Trump Muslim Ban Executive Order Violated Executive Order About Executive Orders

THERE’S NOT A LOT that’s funny about President Trump’s January 27 executive order temporarily banning immigrants and refugees from seven majority Muslim countries.

But you have to admit this is a little funny: Trump’s executive order appears to brazenly violate another executive order about how the government should issue executive orders.

It’s sort of like the Supreme Court declaring the Constitution to be unconstitutional.

Presidential executive orders have ranged in history from piddling (giving the executive branch workforce a half day on Christmas Eve) to monumental (the Emancipation Proclamation). Somewhere nearer the piddling end of the spectrum is Executive Order 11030, signed by President Kennedy in 1962 and titled “Preparation, presentation, filing, and publication of Executive orders and proclamations.”

Nevertheless, recent presidents cared deeply about 11030 — in fact, they’ve cared to a degree that’s a little bizarre. For instance, George W. Bush signed Executive Order 13403 in 2006, changing the 1 1/2 inch left-hand margin for executive orders specified in 11030 to 1 inch.

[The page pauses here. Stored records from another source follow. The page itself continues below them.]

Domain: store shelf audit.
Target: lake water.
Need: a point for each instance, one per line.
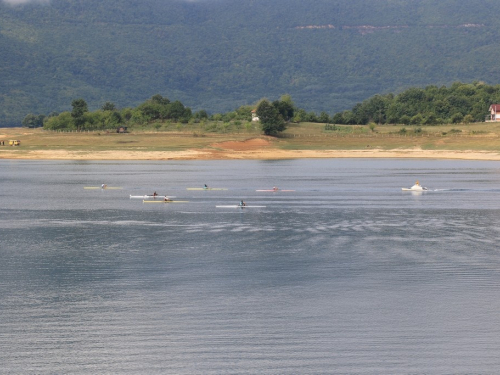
(345, 275)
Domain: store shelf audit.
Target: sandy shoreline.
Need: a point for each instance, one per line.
(252, 154)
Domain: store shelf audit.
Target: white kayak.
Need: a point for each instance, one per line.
(164, 201)
(237, 206)
(273, 190)
(150, 196)
(206, 189)
(415, 188)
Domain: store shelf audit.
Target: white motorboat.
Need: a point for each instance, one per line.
(416, 187)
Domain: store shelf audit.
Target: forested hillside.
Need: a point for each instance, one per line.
(220, 54)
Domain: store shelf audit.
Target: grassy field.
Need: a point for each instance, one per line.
(304, 136)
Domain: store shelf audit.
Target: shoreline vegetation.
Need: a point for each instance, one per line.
(475, 141)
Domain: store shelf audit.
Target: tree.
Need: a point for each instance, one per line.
(271, 120)
(78, 112)
(285, 107)
(29, 121)
(108, 106)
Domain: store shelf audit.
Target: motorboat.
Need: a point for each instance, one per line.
(416, 187)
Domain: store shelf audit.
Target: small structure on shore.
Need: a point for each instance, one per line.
(254, 115)
(494, 115)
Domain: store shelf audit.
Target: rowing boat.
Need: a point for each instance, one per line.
(160, 201)
(237, 206)
(150, 196)
(274, 190)
(206, 189)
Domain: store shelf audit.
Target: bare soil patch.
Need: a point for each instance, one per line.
(247, 145)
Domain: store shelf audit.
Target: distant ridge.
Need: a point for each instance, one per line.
(219, 54)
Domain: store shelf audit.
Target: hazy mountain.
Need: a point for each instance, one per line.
(220, 54)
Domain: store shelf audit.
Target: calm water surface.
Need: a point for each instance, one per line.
(345, 275)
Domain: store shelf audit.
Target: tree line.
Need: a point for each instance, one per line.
(273, 116)
(432, 105)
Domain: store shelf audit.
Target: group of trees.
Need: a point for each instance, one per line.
(431, 105)
(273, 115)
(157, 108)
(416, 106)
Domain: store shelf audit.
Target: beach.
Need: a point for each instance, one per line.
(53, 146)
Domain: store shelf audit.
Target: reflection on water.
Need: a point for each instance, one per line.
(348, 274)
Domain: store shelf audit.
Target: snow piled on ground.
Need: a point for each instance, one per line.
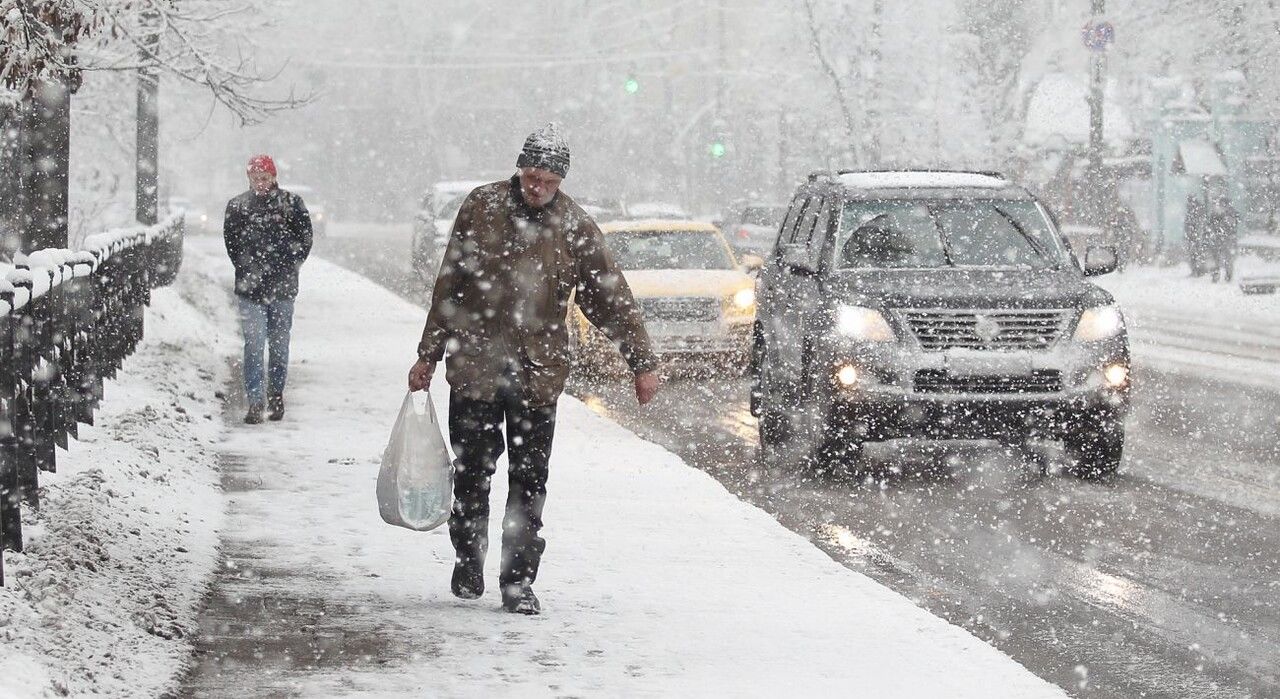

Then in 2014, Obama noticed Bush’s executive order has merely struck out “1 1/2″ from 11030 and replaced it with “1.” This meant 11030 now demanded that executive orders have a left-hand margin of “1 inches.” Realizing this improper pluralization shook the foundations of the republic, Obama signed an executive order “striking ‘inches’ where it appears after the phrase ‘approximately 1′ and inserting ‘inch’.”

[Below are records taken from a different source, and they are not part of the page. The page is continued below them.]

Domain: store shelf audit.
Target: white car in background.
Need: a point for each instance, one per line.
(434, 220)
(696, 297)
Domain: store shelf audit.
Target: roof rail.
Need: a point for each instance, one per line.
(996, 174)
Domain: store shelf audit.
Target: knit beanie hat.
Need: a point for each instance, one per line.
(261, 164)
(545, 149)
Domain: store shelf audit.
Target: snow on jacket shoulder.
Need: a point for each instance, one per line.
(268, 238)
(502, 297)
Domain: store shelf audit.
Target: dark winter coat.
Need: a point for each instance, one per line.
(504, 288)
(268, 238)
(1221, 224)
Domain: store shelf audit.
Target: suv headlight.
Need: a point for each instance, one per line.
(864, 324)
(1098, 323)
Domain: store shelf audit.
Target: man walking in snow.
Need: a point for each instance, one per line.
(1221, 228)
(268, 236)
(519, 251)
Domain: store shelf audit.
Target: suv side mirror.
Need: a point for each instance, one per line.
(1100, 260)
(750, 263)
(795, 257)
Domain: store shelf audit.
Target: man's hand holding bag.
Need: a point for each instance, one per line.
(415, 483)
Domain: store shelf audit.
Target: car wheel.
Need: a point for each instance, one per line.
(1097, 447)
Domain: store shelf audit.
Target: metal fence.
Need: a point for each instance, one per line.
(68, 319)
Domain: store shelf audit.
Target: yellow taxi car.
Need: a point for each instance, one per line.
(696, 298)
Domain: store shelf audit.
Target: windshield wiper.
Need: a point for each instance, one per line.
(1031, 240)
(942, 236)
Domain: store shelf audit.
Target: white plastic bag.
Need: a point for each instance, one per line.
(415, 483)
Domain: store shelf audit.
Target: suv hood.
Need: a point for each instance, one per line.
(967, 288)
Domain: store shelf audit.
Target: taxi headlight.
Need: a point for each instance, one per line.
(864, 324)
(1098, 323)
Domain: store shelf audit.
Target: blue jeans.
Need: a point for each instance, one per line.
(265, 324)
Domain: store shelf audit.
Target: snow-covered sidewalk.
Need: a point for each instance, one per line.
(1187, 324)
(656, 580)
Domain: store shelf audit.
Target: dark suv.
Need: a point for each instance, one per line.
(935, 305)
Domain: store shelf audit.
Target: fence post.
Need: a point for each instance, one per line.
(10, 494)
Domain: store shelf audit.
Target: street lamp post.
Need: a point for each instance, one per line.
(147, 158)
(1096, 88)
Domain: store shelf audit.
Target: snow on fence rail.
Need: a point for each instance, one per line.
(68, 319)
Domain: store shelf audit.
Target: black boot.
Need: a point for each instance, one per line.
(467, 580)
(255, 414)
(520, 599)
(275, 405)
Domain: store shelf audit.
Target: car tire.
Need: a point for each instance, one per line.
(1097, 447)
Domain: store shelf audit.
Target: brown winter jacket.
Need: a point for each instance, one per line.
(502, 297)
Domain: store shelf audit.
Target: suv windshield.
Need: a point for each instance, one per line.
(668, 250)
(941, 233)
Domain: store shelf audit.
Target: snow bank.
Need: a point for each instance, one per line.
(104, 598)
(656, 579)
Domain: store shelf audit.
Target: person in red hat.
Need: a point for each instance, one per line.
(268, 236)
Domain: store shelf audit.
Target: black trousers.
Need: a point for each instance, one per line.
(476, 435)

Trump’s violation of 11030 goes way beyond improper margins, however. Section 2 begins, “A proposed Executive order or proclamation shall first be submitted … to the Director of the Office of Management and Budget,” which is part of the White House. If the director of the OMB approves the executive order, it goes to the Justice Department and then to the president.

But there’s no sign Trump’s immigration executive order was routed through the OMB at the start, and lots of evidence it wasn’t.

We know the Justice Department’s Office of Legal Counsel received Trump’s executive order, because it sent a memo back to the White House  approving it on January 27.

The OLC memo begins by stating that “the attached proposed Executive Order was prepared by the Domestic Policy Council and forwarded to this Department for review.” That is, it went directly from the Domestic Policy Council at the White House to the Justice Department — with no stop at the OMB in between.

Asked whether it had been receiving draft executive orders from the OMB, a Justice Department spokesperson responded: “We’ll decline and defer to OMB on that question.”

No one at the Office of Management and Budget responded at all to repeated inquiries about whether it was first office to receive Trump’s draft executive orders. The regular White House press office also did not respond. Notably, the OMB did not produce a one-paragraph “budgetary impact analysis” of Trump’s January 27 executive order until January 30.

Moreover, the river of White House leaks about the immigration executive order all agree that it was produced in a highly unconventional way. As Politico reported, the draft order “was so tightly held that White House aides, top Cabinet officials, Republican leaders on Capitol Hill and other Trump allies had no idea what was in it even when it was signed — and that was just how top advisers and aides wanted it.”

Of course, given all the grave potential flaws in Trump’s executive order, contravening Executive Order 11030 is the least of it. Kenneth Mayer, a professor at the University of Wisconsin-Madison and an academic expert on executive orders, says, “What’s the remedy for a violation? There probably isn’t one,” although he does believe “This could go into a claim that the government didn’t follow its own rules, and that makes it capricious.”

Its main significance is just as another sign that the Trump administration has no interest in being minimally competent. According to Matthew Miller, Eric Holder’s spokesperson when he was attorney general, “It wouldn’t surprise me if they didn’t know [Executive Order 11030] existed.” Mayer views the administration’s overall approach to executive orders as “shocking” and “just breathtaking, the degree of informality and casualness and disorganization.”